We did an AE ( Adobe After Effects ) render - all 16 cores going wide open and *what took 10.14 min on his 2.8 8 core took 2.33 minute on a 2.26 Nehalem*....AND he gets the 100% write off from the gov.

Not often we get to see a real life situation comparing two machines - we had just moved his drives over and AE stores the render time.

4870 video card, 24 gigs of RAM , 8 core Nehalem ( 16 processing threads) = - pretty damn fine performance










Apple IS delivering on the performance front....enough ram is critical tho and the apps will only get better.

400% gain and 100% write off......think it about it people.....2 weeks left.


----------



## screature (May 14, 2007)

Thanks for posting this MacDoc... Do you have any real world tests for less intensive applications like say for Photoshop and filter rendering times?


----------



## MacDoc (Nov 3, 2001)

Photoshop we feel the quads with 12 gigs and high clock are the winners...
2.66, 2.8 , 2.93 and 3.33 are superb for PS.

Drive speed tho is a factor.

Client had a 2.26 8 core ( 16 processing threads as above ) with 8 gigs and a standard drive array.

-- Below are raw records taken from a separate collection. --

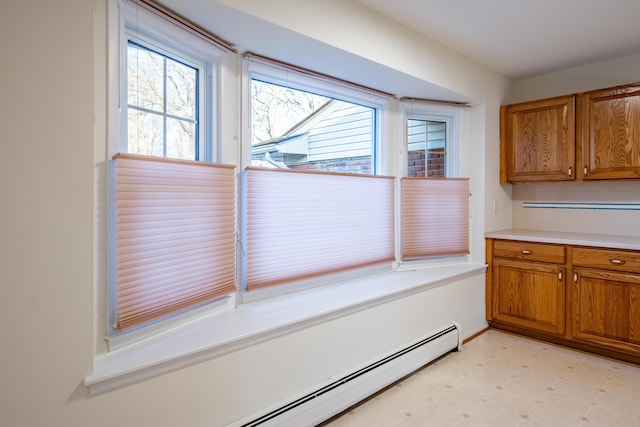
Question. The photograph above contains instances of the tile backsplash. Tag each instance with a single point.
(600, 221)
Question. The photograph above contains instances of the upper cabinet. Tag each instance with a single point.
(589, 136)
(537, 141)
(610, 133)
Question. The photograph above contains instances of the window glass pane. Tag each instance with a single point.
(180, 139)
(294, 129)
(426, 148)
(145, 134)
(145, 78)
(181, 90)
(162, 95)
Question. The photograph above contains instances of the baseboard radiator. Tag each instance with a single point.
(338, 395)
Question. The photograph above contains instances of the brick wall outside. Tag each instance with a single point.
(433, 164)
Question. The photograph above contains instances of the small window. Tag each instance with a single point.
(162, 98)
(426, 148)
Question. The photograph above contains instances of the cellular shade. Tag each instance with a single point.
(175, 235)
(306, 224)
(435, 217)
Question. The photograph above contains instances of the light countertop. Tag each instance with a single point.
(576, 239)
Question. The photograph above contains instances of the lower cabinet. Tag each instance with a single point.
(530, 295)
(606, 299)
(583, 297)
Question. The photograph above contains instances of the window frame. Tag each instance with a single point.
(154, 32)
(156, 28)
(454, 118)
(429, 111)
(382, 152)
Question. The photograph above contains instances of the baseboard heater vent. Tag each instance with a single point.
(333, 398)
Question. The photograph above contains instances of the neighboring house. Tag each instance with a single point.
(339, 137)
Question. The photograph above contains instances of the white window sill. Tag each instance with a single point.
(236, 328)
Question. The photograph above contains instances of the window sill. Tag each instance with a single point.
(249, 324)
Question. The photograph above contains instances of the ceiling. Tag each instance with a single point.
(521, 38)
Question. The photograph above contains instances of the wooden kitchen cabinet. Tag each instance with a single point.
(582, 297)
(606, 299)
(529, 285)
(537, 141)
(610, 133)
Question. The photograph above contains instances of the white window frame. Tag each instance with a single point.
(383, 147)
(450, 115)
(146, 28)
(454, 118)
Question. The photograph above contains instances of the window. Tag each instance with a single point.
(303, 122)
(170, 94)
(172, 210)
(426, 148)
(162, 104)
(312, 207)
(434, 203)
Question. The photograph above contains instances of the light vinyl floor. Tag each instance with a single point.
(499, 379)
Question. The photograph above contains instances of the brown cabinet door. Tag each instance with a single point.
(606, 309)
(538, 140)
(610, 129)
(529, 295)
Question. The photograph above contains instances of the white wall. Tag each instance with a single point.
(598, 75)
(53, 121)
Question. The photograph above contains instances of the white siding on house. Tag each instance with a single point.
(347, 131)
(419, 131)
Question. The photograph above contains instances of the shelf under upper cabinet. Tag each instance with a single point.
(576, 239)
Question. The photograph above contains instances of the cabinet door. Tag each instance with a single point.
(606, 309)
(538, 141)
(610, 132)
(529, 295)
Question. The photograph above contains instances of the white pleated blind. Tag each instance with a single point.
(435, 217)
(306, 224)
(175, 235)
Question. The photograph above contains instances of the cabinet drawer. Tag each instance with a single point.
(609, 259)
(529, 251)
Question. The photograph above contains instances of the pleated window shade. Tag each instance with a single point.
(175, 242)
(435, 217)
(302, 225)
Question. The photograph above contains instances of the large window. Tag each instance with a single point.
(336, 180)
(172, 215)
(327, 214)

Moved him to 24gigs and a pair of Velociraptors....
Response

_
Hi, David!

The increased speed is very apparent now that I am in my home stall. Thank you for your wisdom & alacrity.
_

so - these big guns will not perform with out getting all the factors in place.
He does large file retouching.

After seeing the results for the two clients we think we are going to try and get clients to assess on their own work where possible.


----------



## screature (May 14, 2007)

^^^ Ok Doc, good to know, thanks...


----------



## Guest (Dec 18, 2010)

Ram is super important for this. Having just done the same thing I can say that 24G of ram or more is essential if you are doing AE renders especially. With less than 24G there were massive bottlenecks performance wise, but once I upgraded it was much better.


----------



## Guest (Dec 18, 2010)

How much ram did his previous 8 core have Macdoc? I saw a performance increase but not that significant and not until I had 24G of ram. My drives aren't quite as fast but more than fast enough (RAID1 sat a drives, about 180MB/Sec write speed).


----------



## MacDoc (Nov 3, 2001)

He had 16 in the 8 core and just a pair of standard drives in an array
I was pretty shocked at 4 times on the same drives
The other difference was a 3870 versus a 4870.

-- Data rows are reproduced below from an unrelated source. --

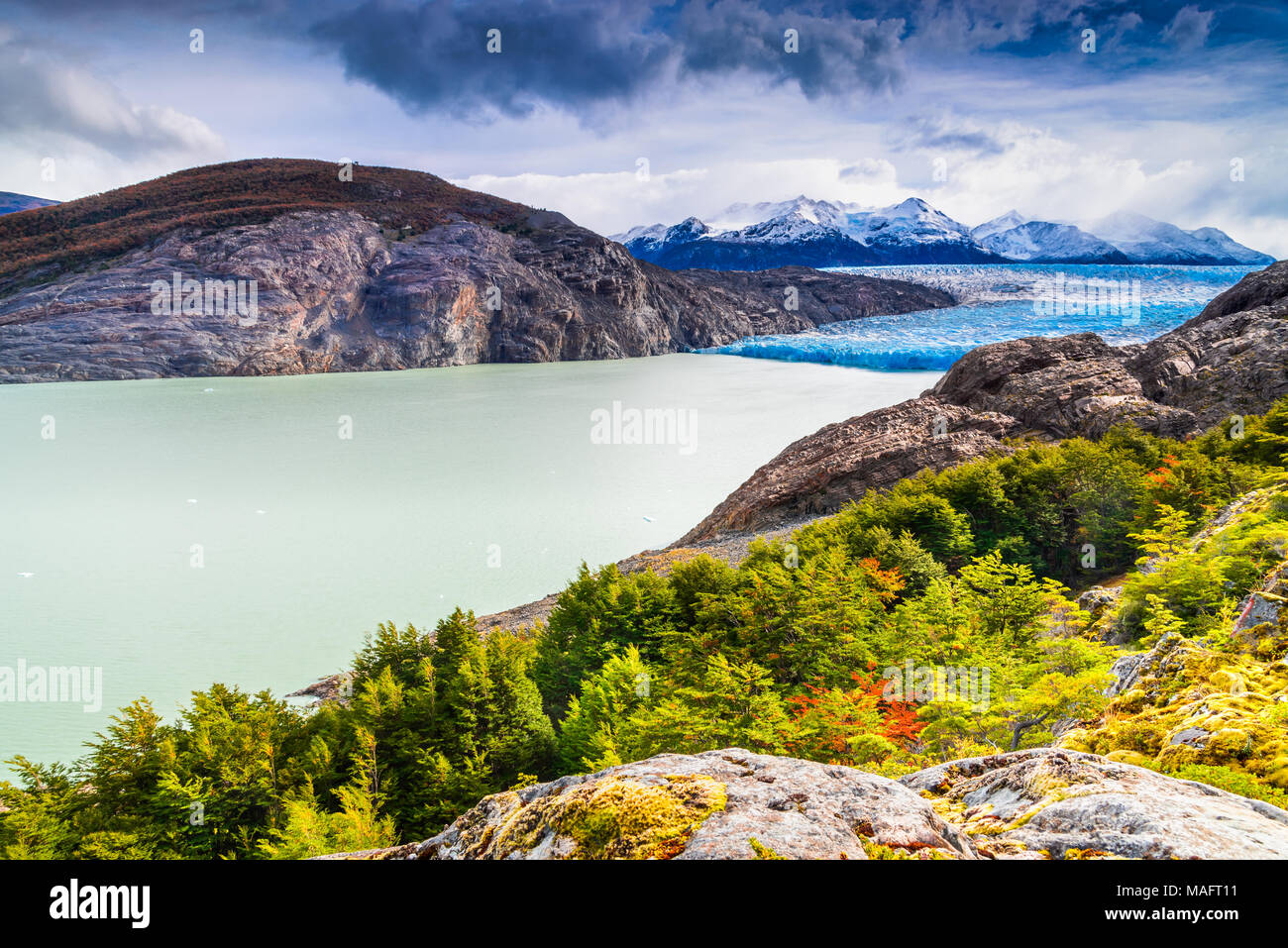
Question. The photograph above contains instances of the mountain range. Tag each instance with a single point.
(391, 269)
(829, 233)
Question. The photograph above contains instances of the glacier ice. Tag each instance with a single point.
(999, 301)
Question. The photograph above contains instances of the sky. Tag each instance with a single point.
(622, 112)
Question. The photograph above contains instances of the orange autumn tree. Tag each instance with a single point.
(851, 725)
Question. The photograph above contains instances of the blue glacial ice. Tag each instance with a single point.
(1000, 301)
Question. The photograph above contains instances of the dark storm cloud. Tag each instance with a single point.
(576, 53)
(837, 54)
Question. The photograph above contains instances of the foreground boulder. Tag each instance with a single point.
(732, 804)
(728, 804)
(1061, 804)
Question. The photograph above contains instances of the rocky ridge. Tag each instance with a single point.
(1229, 360)
(732, 804)
(348, 287)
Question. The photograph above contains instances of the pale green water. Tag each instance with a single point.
(394, 523)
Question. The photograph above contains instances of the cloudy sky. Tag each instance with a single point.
(619, 112)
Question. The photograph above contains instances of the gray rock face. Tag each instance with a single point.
(1055, 801)
(820, 473)
(702, 806)
(1225, 361)
(334, 292)
(733, 804)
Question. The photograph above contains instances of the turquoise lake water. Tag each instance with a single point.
(180, 532)
(999, 303)
(477, 485)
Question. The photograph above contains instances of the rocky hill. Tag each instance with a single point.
(1229, 360)
(732, 804)
(394, 269)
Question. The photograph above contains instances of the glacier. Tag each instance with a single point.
(997, 301)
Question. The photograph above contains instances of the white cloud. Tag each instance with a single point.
(94, 137)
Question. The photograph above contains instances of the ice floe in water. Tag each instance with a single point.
(1121, 303)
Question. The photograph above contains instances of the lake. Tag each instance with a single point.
(249, 531)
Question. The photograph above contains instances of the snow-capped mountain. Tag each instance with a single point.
(1145, 240)
(1043, 241)
(811, 233)
(1013, 218)
(828, 233)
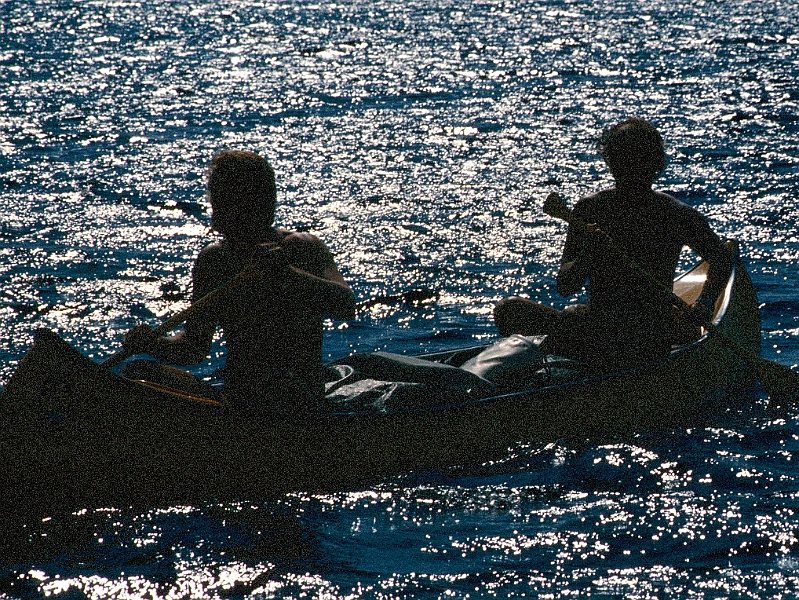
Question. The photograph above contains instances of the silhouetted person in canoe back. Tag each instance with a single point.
(272, 324)
(625, 321)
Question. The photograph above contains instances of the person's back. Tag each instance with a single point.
(625, 322)
(272, 324)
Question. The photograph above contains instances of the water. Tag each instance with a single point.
(417, 139)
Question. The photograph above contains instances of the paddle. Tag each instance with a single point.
(780, 382)
(248, 273)
(411, 297)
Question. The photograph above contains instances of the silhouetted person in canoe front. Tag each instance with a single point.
(625, 321)
(272, 324)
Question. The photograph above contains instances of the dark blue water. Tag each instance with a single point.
(417, 139)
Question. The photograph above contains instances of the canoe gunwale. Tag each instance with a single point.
(683, 352)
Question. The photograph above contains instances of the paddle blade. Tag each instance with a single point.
(554, 206)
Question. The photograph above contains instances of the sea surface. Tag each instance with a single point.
(417, 139)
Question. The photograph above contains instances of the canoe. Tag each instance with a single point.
(75, 435)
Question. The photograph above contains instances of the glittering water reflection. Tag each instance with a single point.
(417, 139)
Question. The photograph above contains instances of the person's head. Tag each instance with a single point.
(241, 188)
(633, 151)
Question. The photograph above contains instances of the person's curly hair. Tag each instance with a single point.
(241, 188)
(633, 150)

Clear enough RAM and that triple channel bandwidth really helps AE feed the processors.


----------



## MacDoc (Nov 3, 2001)

Lot of people are giving up waiting and one high end client snagged a 12 core on a deal and borrowed our fav 3.33 6 core ( 12 processing threads ) with 24 gigs of RAM

His comments on the 3.33 over the 2.8 8 core 3,1 he had.....




> hi david
> 
> been doing my research today and this is what ive discovered
> 
> ...


he discovered why we like it so much 


My reply

_yeah it's why we picked the 3.33 ( and others have as well ) as the top all around performer

that said I have a 2.93 12 core coming available tomorrow - will find out pricing
RAM is cheap so that's not a real concern

did you do compressor and after effects ??- both of those will use full max processing










from the article but this was based on the 2.93 ( Bare Feats )




INSIGHTS
I*n the case of After Effects, the 12-core is almost twice as fast as the 6-core. However, with the Compressor and Motion, the advantage is only slight. *That's why when someone asks me, "Should I get the 12-core or 8-core or 6-core? The short answer: "It depends... on what you are running." Or I'll say, "What do you have more of, time or money?"

Click to expand...

_This should also give some insight into what even the very top end iMac compares to a MacPro in the upper end.

A 3.33 priced at $3k would be a big time winner. C'mon Apple...


----------